Konsep Penjurian Bonsai

Posted by bysikka4u on Kamis, 12 Agustus 2010 |

Luruskan Mitos Produk Suka-suka: “Bonsai bukan produk suka-suka, tapi karya seni yang ada di dalam koridor. Itu untuk meluruskan mitos kalau bonsai tak sekedar koleksi bergengsi,” kata Anggota Tim Juri Kontes Bonsai Indonesia, Wawang Sawala.
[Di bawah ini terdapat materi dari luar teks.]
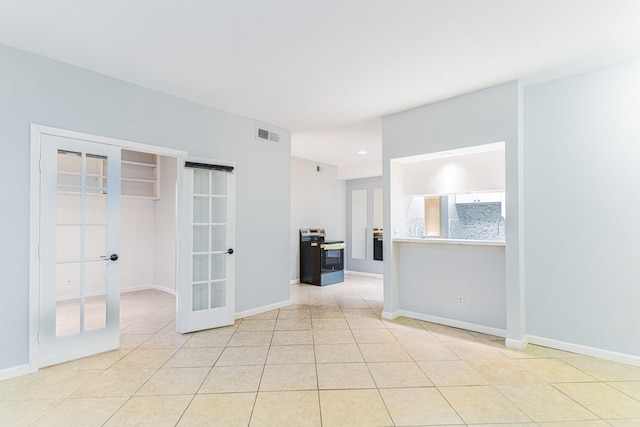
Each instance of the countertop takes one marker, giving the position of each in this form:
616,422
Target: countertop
435,240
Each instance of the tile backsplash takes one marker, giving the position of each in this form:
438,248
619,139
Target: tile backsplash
477,221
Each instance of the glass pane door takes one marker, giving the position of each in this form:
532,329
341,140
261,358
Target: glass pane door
209,284
80,226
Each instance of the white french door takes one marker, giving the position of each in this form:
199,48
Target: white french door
79,242
207,264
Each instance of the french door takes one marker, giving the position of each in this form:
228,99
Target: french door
207,264
79,242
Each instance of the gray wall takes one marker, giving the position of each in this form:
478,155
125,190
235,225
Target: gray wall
317,201
582,187
368,265
439,273
486,116
38,90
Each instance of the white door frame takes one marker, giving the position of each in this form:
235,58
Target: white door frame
34,216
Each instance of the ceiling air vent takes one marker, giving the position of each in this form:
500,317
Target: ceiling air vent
267,135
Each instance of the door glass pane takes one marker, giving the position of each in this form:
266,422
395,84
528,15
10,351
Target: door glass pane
200,181
95,241
95,313
200,268
95,277
67,317
96,170
219,209
219,183
201,210
201,238
200,296
218,271
219,238
96,208
69,168
69,206
68,241
218,294
68,279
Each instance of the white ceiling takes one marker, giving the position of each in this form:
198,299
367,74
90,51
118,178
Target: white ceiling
326,69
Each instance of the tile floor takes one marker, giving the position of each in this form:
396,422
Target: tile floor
327,360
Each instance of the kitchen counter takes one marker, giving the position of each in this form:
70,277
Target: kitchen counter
436,240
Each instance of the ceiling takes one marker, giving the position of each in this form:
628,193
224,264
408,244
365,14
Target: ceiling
328,70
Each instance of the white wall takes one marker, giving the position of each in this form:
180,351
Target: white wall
164,223
486,116
582,187
38,90
137,241
318,200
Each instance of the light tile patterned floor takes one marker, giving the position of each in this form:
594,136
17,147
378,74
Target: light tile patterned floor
327,360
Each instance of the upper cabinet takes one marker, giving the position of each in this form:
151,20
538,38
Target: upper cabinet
140,172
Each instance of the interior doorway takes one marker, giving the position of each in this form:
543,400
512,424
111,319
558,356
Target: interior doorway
104,217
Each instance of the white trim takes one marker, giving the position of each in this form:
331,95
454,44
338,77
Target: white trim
147,287
362,273
447,322
122,143
263,309
585,350
34,246
34,221
517,344
16,371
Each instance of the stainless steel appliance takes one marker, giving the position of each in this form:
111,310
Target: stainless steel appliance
321,262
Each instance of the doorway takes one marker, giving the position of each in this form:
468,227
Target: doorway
97,206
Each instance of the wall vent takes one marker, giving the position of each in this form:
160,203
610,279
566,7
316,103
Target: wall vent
267,135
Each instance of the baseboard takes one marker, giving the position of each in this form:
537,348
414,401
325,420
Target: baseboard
389,315
447,322
147,287
362,273
516,344
260,310
585,350
16,371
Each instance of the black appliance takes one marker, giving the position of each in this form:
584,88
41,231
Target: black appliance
377,244
321,262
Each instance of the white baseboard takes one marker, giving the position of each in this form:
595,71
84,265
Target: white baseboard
147,287
362,273
16,371
259,310
447,322
585,350
517,344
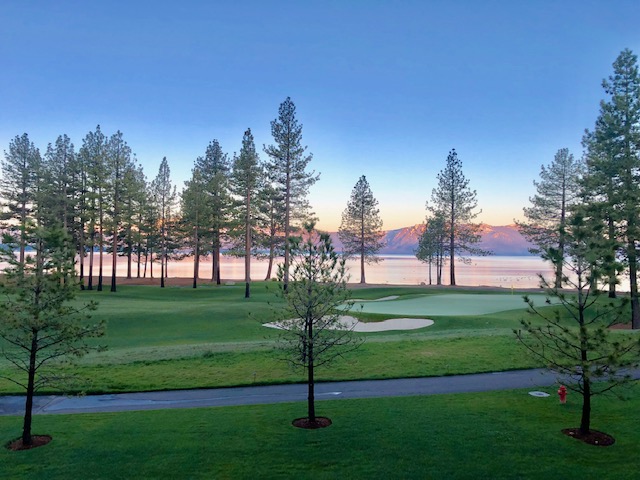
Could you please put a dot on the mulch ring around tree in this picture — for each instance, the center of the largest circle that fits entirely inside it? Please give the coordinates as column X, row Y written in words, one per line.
column 37, row 441
column 321, row 422
column 594, row 437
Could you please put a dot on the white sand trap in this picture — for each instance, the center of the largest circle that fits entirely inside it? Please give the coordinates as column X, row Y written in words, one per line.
column 384, row 326
column 383, row 299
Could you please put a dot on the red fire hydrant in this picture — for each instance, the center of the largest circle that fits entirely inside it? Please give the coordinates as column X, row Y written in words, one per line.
column 562, row 393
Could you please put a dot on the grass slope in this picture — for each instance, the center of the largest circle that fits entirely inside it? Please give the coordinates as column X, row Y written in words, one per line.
column 499, row 435
column 211, row 336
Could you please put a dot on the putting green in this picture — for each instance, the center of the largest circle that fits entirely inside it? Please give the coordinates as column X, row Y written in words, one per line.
column 447, row 305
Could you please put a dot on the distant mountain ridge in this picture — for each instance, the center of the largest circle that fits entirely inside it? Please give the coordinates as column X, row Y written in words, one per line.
column 501, row 240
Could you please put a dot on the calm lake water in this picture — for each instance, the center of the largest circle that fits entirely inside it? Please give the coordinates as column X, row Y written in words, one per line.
column 503, row 271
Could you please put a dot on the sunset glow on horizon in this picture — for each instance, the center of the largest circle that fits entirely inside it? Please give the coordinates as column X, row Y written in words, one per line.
column 383, row 89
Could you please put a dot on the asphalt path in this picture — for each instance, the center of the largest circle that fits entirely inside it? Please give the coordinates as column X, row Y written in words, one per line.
column 218, row 397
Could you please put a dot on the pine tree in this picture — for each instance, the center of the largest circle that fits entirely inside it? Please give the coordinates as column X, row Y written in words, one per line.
column 57, row 203
column 246, row 184
column 457, row 203
column 118, row 156
column 93, row 155
column 314, row 334
column 41, row 323
column 287, row 172
column 614, row 162
column 165, row 197
column 194, row 218
column 432, row 245
column 361, row 227
column 19, row 187
column 576, row 341
column 557, row 192
column 214, row 168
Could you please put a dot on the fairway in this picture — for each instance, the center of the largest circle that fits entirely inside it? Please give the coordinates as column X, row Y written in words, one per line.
column 448, row 305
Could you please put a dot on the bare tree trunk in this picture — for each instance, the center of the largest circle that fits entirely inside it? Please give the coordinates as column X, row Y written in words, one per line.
column 28, row 409
column 247, row 253
column 633, row 281
column 271, row 257
column 585, row 420
column 311, row 403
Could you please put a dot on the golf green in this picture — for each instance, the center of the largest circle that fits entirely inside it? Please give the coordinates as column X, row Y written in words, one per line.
column 447, row 305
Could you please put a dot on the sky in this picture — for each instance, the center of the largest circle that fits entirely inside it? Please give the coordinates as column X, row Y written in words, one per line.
column 383, row 89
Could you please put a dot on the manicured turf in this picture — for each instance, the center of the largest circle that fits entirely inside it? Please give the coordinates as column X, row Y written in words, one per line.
column 499, row 435
column 448, row 305
column 211, row 336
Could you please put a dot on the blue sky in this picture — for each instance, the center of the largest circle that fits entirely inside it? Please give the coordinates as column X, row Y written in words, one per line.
column 383, row 88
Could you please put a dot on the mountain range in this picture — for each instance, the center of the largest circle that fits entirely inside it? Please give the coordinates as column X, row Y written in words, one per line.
column 501, row 240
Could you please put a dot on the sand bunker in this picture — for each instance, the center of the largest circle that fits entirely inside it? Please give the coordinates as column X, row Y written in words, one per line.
column 384, row 326
column 383, row 299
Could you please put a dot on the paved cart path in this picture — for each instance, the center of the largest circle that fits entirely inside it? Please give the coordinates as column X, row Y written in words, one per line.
column 217, row 397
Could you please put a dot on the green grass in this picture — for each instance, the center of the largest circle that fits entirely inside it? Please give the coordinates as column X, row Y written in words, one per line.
column 211, row 336
column 496, row 435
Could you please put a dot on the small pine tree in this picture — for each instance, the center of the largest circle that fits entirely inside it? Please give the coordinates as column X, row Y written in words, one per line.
column 40, row 322
column 576, row 341
column 316, row 297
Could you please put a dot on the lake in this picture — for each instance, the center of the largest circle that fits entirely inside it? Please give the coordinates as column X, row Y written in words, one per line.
column 495, row 271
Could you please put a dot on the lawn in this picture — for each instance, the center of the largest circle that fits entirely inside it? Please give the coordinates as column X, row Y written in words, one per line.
column 494, row 435
column 211, row 336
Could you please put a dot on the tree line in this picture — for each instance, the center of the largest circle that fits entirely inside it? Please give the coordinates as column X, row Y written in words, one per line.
column 101, row 196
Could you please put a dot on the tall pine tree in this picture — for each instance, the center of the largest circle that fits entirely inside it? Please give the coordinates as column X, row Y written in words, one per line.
column 557, row 192
column 287, row 170
column 246, row 184
column 457, row 202
column 361, row 227
column 19, row 187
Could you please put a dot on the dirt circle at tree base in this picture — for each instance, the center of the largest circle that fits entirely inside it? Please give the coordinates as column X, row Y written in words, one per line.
column 594, row 437
column 320, row 422
column 37, row 441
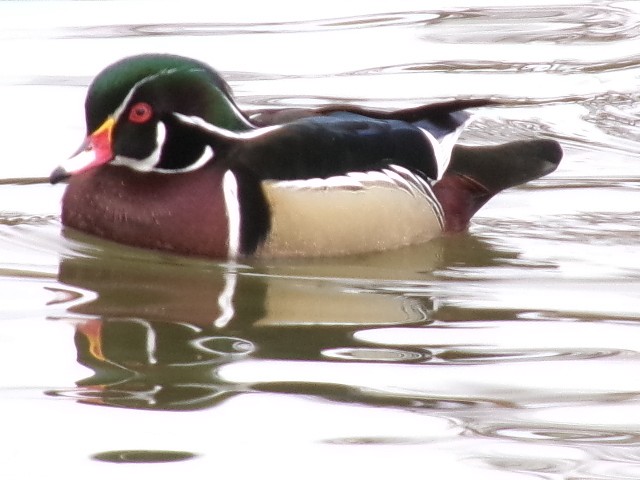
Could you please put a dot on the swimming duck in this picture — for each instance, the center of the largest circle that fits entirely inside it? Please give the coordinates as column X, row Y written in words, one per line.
column 171, row 163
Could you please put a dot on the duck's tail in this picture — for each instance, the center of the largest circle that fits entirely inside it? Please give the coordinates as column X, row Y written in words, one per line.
column 476, row 174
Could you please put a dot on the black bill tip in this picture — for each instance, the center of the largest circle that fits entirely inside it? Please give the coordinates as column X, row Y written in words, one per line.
column 58, row 175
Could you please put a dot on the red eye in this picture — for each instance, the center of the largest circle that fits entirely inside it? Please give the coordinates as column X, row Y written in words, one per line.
column 141, row 112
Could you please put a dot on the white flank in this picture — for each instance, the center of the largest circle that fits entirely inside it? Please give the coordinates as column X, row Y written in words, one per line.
column 225, row 300
column 232, row 205
column 394, row 176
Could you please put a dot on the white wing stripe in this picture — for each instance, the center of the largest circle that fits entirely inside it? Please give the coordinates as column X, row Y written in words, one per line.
column 232, row 204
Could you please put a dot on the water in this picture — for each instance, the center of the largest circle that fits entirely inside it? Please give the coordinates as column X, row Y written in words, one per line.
column 510, row 352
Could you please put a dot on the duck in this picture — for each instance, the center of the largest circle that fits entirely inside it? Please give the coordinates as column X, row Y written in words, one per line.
column 171, row 163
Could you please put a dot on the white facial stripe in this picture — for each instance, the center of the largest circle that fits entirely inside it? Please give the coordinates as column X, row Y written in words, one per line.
column 207, row 154
column 232, row 204
column 149, row 163
column 204, row 125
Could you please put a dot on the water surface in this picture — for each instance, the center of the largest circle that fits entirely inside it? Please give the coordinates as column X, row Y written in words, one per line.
column 509, row 352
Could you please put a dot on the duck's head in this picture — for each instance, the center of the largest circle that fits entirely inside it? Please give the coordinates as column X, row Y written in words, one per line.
column 131, row 108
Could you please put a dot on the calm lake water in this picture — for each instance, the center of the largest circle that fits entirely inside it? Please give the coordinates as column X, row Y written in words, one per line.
column 510, row 352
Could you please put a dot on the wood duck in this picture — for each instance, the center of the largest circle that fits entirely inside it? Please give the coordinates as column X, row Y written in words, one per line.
column 171, row 163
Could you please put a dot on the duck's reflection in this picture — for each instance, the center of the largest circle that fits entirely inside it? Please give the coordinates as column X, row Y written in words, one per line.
column 158, row 328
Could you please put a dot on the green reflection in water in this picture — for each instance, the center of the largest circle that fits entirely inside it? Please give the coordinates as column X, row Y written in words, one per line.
column 143, row 456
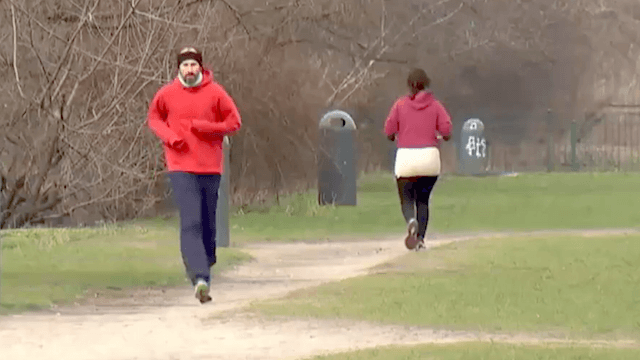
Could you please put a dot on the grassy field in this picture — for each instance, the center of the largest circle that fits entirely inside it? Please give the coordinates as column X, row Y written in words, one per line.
column 47, row 266
column 525, row 202
column 484, row 352
column 570, row 285
column 57, row 266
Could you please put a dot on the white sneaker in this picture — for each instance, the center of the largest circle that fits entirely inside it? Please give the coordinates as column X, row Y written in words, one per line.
column 412, row 227
column 202, row 291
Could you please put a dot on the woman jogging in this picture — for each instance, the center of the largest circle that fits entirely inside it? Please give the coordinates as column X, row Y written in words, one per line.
column 417, row 121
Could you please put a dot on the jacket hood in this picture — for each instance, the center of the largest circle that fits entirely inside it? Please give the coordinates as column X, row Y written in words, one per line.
column 421, row 100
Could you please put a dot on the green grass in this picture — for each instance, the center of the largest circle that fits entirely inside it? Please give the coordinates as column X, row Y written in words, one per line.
column 525, row 202
column 41, row 267
column 478, row 351
column 573, row 285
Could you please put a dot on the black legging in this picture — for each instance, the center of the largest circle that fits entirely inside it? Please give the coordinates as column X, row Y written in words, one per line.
column 414, row 199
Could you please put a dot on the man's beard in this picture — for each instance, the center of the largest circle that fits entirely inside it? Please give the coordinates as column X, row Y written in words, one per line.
column 191, row 79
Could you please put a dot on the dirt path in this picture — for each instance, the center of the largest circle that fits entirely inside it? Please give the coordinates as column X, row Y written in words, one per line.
column 172, row 325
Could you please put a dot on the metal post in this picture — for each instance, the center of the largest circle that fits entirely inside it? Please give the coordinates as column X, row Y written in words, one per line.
column 574, row 144
column 1, row 244
column 549, row 142
column 222, row 210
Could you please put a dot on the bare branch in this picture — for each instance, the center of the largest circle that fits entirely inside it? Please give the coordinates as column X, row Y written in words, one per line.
column 15, row 50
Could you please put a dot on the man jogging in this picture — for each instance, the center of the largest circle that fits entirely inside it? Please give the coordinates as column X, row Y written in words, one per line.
column 191, row 115
column 416, row 121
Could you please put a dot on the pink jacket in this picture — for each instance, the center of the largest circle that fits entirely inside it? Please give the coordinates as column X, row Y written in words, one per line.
column 416, row 121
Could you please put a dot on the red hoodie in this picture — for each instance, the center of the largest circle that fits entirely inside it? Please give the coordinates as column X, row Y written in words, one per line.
column 418, row 120
column 201, row 116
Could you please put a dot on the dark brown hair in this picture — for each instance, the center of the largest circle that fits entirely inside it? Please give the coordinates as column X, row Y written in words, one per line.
column 418, row 80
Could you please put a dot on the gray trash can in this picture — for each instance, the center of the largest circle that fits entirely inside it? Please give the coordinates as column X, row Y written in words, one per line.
column 222, row 210
column 473, row 154
column 337, row 159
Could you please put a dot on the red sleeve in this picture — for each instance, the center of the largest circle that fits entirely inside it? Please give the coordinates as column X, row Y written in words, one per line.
column 443, row 124
column 157, row 120
column 391, row 125
column 229, row 114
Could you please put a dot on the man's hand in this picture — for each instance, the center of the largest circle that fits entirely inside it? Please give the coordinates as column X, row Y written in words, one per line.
column 179, row 145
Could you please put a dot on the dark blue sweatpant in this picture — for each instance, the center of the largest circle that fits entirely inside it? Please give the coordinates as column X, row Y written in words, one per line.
column 197, row 199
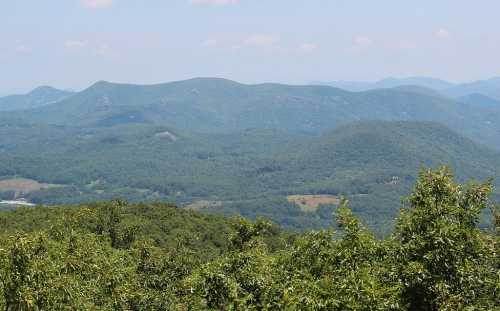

Draft dan teknik penjurian bonsai penting diketahui, terutama bagi penghobi pemula.
Tokoh bonsai dan juga anggota tim juri, Wawang Sawala, akan memandu artikel ini, sejalan juga dengan bagaimana teknik penjurian Ia juga memberikan beberapa tips bagaimana mendapatkan poin tinggi dalam kontes, dengan mendekatkan pada draft yang ada.
Memang tak ada yang bisa menyalahkan bila kita menyebutkan, kalau bonsai sebagai produk suka-suka. Sebab, bonsai yang dibuat merupakan satu bentuk ekspresi yang kita tuangkan dalam bentuk tanaman. Jadi apapun bentuknya, pasti berdasakan selera dari pemilik yang tentu tak bisa disalahkan.
Anggapan ini tentu bisa saja benar, dengan syarat bahwa karya bonsai yang dimiliki untuk dinikmati sendiri, bukan untuk diikutkan dalam lomba. Sebab, saat masuk dalam lomba atau kontes akan ada aturan baku yang mengatur bagiamana bonsai yang bagus dan layak jadi juara. Pedomannya ada pada draft penjurian yang nantinya akan memberikan nilai dari produk tersebut.
“Aturan dibuat untuk memberikan pedoman mana produk yang baik dan layak juara,” tandas Wawang yang sudah menggeluti bonsai dari tahun 70-an.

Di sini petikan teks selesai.